A legacy PHP system reads a huge log file (~5gb) directly to a variable in memory and doing some processing.
EDIT: About reading 5gb to memory being highly not recommended and other suggestions please trust that this has to stay the same due to some legacy design that we can not change.
Now I need to process the data by another service that takes max 1000 lines per call.
I have tried following two approaches and both are working.

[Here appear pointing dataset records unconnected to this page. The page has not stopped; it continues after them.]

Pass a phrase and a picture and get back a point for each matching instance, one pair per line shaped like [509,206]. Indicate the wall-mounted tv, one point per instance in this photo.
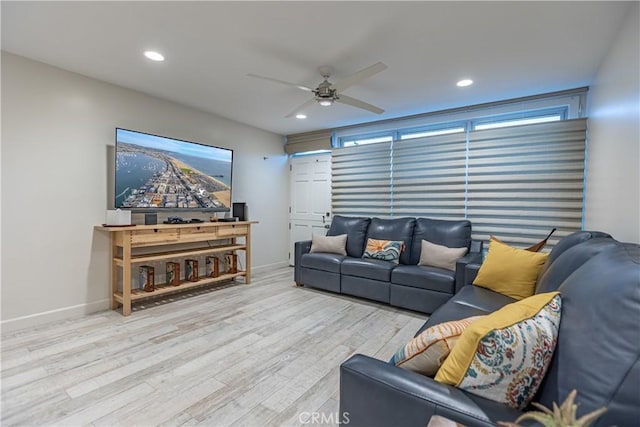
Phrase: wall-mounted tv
[157,173]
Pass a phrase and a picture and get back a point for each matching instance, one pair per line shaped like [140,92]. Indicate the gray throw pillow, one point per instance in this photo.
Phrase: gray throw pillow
[329,244]
[433,255]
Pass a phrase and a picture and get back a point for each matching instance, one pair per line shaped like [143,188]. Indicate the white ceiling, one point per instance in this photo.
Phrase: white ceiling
[510,49]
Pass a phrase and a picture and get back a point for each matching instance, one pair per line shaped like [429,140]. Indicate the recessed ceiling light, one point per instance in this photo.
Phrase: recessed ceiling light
[154,56]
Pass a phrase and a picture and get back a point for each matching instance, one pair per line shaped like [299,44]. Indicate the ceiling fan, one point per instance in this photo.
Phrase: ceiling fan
[327,93]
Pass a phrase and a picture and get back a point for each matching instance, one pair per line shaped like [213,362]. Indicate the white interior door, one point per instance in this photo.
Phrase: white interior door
[310,204]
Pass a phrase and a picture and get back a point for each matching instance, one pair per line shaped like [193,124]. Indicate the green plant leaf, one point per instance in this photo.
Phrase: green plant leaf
[541,417]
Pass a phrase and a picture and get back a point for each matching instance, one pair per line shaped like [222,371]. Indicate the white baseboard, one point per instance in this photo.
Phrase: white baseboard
[32,320]
[269,267]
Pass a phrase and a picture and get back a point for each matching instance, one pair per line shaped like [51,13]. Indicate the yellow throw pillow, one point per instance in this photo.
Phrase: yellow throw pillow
[510,271]
[505,355]
[426,352]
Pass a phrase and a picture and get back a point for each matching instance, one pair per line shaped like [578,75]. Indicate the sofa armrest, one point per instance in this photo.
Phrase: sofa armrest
[375,393]
[474,256]
[470,272]
[301,248]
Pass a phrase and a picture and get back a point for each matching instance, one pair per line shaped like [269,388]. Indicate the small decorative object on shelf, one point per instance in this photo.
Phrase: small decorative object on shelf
[147,282]
[231,261]
[191,270]
[173,273]
[213,266]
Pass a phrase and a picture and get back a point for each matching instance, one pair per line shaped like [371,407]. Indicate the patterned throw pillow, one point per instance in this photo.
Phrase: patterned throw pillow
[505,355]
[386,250]
[425,353]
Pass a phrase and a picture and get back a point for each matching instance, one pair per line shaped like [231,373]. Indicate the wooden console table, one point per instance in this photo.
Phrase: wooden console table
[126,244]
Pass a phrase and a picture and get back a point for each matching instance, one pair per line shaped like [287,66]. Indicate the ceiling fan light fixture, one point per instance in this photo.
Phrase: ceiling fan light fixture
[154,56]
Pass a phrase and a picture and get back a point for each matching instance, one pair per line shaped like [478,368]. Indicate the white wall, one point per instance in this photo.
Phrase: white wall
[613,178]
[57,150]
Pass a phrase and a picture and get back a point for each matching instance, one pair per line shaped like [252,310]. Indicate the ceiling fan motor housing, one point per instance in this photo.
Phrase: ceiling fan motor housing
[324,91]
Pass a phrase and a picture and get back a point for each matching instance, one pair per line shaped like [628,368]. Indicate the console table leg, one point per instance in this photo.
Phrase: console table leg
[126,274]
[114,272]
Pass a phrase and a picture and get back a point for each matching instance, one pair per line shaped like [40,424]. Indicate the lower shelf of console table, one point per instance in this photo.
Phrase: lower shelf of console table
[151,243]
[139,294]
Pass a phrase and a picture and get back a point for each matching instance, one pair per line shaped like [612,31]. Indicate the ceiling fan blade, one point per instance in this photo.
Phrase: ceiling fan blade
[344,99]
[301,107]
[359,76]
[302,87]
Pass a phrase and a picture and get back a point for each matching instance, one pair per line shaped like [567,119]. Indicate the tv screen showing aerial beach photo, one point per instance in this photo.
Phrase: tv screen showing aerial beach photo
[154,172]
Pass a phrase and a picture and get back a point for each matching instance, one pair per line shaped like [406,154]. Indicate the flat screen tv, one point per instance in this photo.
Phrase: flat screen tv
[155,173]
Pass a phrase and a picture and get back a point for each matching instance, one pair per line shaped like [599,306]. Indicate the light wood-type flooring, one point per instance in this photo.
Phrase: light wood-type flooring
[264,354]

1- Split the whole string at new line char into an array, then use array_chunk to split that array into sub-arrays and then take each sub array and implode to generate a string
$logFileStr; // a variable that already contains 5gb file as string
$logLines = explode(PHP_EOL, $logFileStr);
$lineGroups = array_chunk($logLines, 1000);
foreach($lineGroups as $lineGroup)
{
$linesChunk = implode(PHP_EOL, $lineGroup);
$archiveService->store($linesChunk);
}
Pros: it is fast as everything works in memory Cons: A lot of overwork involved & needs a lot of memory
2- initially write the contents of string variable to a local temp file. Then use exec function to split the file
split -l 1000 localfile
that produces a large number of files 1000 lines each. Then I can simply read the files recursively and process each file as a single string.
Pros: it is simpler and easier to maintain
Cons: Disk I/O gets involved which is slow and a lot of write read overhead
My question is, as I already have a variable with whole string in memory, how can I read chunks of 1000 lines each from that variable in an iteratable way so that I can avoid the writing to disk or generating a new array and re-merging overheads?